Creators interested in the development of domestic AI image technology: If you care about the technical path behind the tool, Tiamat’s independent direction is a choice for understanding and supporting the independent development of domestic AI technology.

Users needing stable access within China: If you want to avoid dealing with overseas network access issues and unstable overseas services, and need an AI image tool that works reliably in the domestic environment, Tiamat is a worthy option.

Individual users interested in AI art creation: Tiamat’s community atmosphere and Chinese support are quite friendly to Chinese-speaking users who enjoy exchanging ideas and sharing work.

Users wanting to compare different tools: If you are already using Midjourney or SD-related tools and want to understand the effects and differences of domestic self-developed paths, Tiamat is a valuable reference point for comparison.

Limitations

The independent R&D path comes with costs. Compared to Stable Diffusion, which has years of development and a massive community ecosystem behind it, Tiamat lags in the diversity of model styles and the richness of community resources. The SD ecosystem has countless fine-tuned models tailored to different styles; such accumulation cannot be replicated in the short term.

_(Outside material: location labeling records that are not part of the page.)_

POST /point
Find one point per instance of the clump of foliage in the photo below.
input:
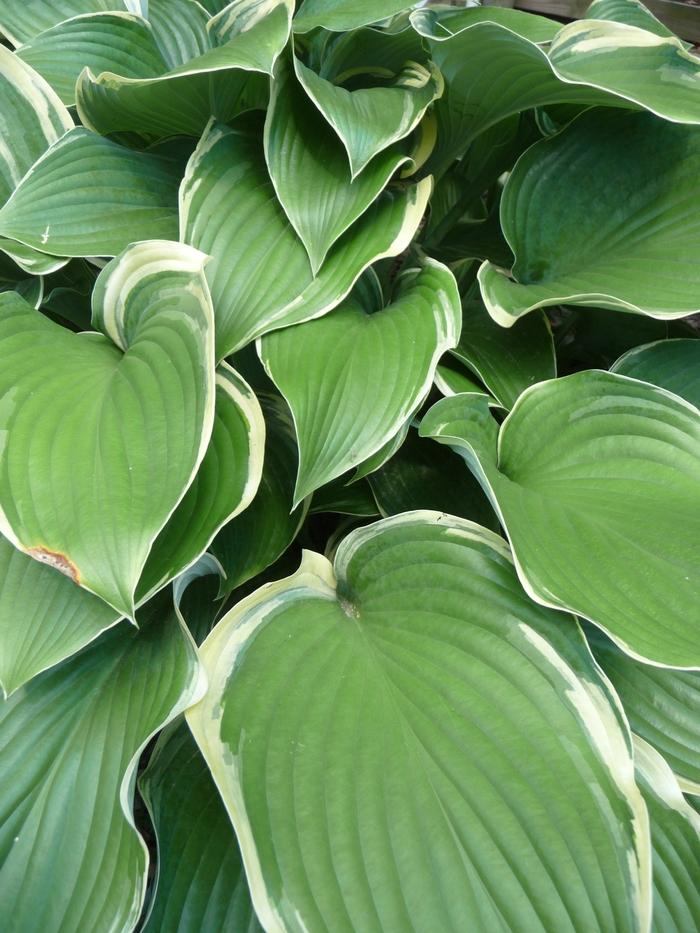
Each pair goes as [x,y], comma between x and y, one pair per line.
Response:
[349,468]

As a product from a startup, the sustainability of its commercialization is also a factor users must consider—whether a tool is easy to use is one thing, but whether the product can be maintained long-term is another. The stability of domestic AI startup products varies widely, which is background information worth understanding before use.

Access and Pricing

Tiamat initially operated in a closed beta phase, accessible via application or invitation codes. As the product matures, its accessibility has gradually expanded. For the current access status and registration methods, please refer to the latest information on the official website.

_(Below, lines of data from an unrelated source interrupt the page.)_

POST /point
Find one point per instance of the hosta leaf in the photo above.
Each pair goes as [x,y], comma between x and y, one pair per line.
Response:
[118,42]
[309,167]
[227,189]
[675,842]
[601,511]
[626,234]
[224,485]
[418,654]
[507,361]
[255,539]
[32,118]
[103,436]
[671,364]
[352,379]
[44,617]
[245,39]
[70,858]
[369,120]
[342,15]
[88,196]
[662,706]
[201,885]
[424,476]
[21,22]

It offers free quotas, with paid plans unlocking more generation counts and advanced features. Pricing strategies are subject to the official website; startup products typically adjust their pricing as they progress through different stages.

Tiamat represents a technical direction in China’s AI image field worth observing. In an industry context where everyone relies on overseas open-source models, pursuing independent R&D is a difficult but valuable attempt. Whether it can catch up to or even surpass overseas tools in generation quality and ecosystem building remains to be seen over time.